Although he grew increasingly angry, Bascal had too much dignity to press this point. If they weren't going to talk to him, then neither was he going to talk to them. He watched for a while as normal bridge chatter resumed: the scanning and neutralizing of debris, the shifting of ballast mass to minimize the pressure on station-keeping thrusters.
“If you make it through, it's going to be a long trip,” he injected at one point. “No fax storage. I did a shorter version on the way out here, and believe me it was loooong. Are you people sure you can handle it?”
But nobody responded to that, and a king really did have better things to do than sit there all day staring quietly at his enemies. After ten more minutes of quiet standoff, his image got bored and winked out.
“Alone at last,” Eustace said.
But Conrad shook his head. “Don't count on it. He'll have sensors in the walls by now. Our king is quite a talented programmer.”
“Damn right he is,” said a disembodied voice. Bascal's.
It was hardly a timely quip, though; his signal could only travel at the speed of light, whereas the distance between Newhope and Planet Two (Sorrow, Conrad reminded himself. Would that name ever stick?) was increasing rapidly.
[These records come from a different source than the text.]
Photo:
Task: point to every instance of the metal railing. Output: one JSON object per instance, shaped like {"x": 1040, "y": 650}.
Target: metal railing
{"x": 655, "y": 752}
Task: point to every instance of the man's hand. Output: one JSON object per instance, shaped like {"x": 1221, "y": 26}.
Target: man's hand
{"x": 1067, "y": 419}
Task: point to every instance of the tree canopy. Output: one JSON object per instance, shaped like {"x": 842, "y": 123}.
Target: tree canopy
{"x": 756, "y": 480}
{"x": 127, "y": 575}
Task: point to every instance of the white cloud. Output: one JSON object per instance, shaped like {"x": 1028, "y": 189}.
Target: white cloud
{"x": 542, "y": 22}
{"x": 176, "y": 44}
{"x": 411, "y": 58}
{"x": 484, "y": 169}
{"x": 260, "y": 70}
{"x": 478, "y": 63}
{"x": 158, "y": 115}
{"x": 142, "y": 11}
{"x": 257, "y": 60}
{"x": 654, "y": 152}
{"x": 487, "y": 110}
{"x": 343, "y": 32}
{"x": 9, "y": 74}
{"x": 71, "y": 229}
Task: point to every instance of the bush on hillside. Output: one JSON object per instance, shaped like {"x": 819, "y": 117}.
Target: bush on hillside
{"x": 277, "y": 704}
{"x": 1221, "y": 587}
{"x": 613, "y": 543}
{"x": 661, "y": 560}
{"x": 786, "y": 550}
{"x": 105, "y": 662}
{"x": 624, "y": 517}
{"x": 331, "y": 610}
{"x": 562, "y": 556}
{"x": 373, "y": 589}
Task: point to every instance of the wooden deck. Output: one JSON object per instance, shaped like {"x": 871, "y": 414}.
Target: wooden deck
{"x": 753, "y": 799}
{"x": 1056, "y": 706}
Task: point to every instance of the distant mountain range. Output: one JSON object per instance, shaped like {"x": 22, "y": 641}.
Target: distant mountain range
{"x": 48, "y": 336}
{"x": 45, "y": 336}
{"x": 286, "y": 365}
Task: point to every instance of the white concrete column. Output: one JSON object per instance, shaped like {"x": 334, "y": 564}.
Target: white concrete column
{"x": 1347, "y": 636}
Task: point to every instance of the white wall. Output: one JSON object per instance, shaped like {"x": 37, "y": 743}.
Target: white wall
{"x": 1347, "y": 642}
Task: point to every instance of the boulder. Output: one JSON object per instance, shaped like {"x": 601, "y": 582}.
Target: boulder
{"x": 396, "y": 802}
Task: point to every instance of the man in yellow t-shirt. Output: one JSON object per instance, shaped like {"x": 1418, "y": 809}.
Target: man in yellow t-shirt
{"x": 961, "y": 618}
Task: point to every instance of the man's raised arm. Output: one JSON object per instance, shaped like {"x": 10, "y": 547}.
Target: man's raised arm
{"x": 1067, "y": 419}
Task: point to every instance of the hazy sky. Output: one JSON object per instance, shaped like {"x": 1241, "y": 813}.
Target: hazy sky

With the ship already doing better than thirty kps—one ten-thousandth of the speed of light—every seventy minutes of travel added a full second to the round-trip signal lag.
“This complicates our battle planning,” Conrad noted. “We have no security at all. We have to assume that everything we do and say is being analyzed, at least until we get the sun between ourselves and the planet. Possibly even then. And any weapons we produce from the wellstone of the hull will be difficult to trust.”
“It does make things interesting,” Xmary agreed.
The next time Bascal appeared in a visible form, the ship was nine light-seconds from Sorrow, meaning the round-trip signal lag was eighteen seconds. He didn't even bother trying to hold a conversation like that, but simply haloed himself and fired off an interactive message. A large and complicated one, judging by the hours its upload spent choking Newhope's comm systems.
“It doesn't have to be like this,” the king said, appearing translucently as a crouching figure, leaning right into Conrad's face as he lay on his bunk trying to catch a few hours of sleep. “I still want you on my team. Whatever has driven you to this desperate act, I need to know about it. That's advice you should be giving to me. I should be accounting for it in my planning.”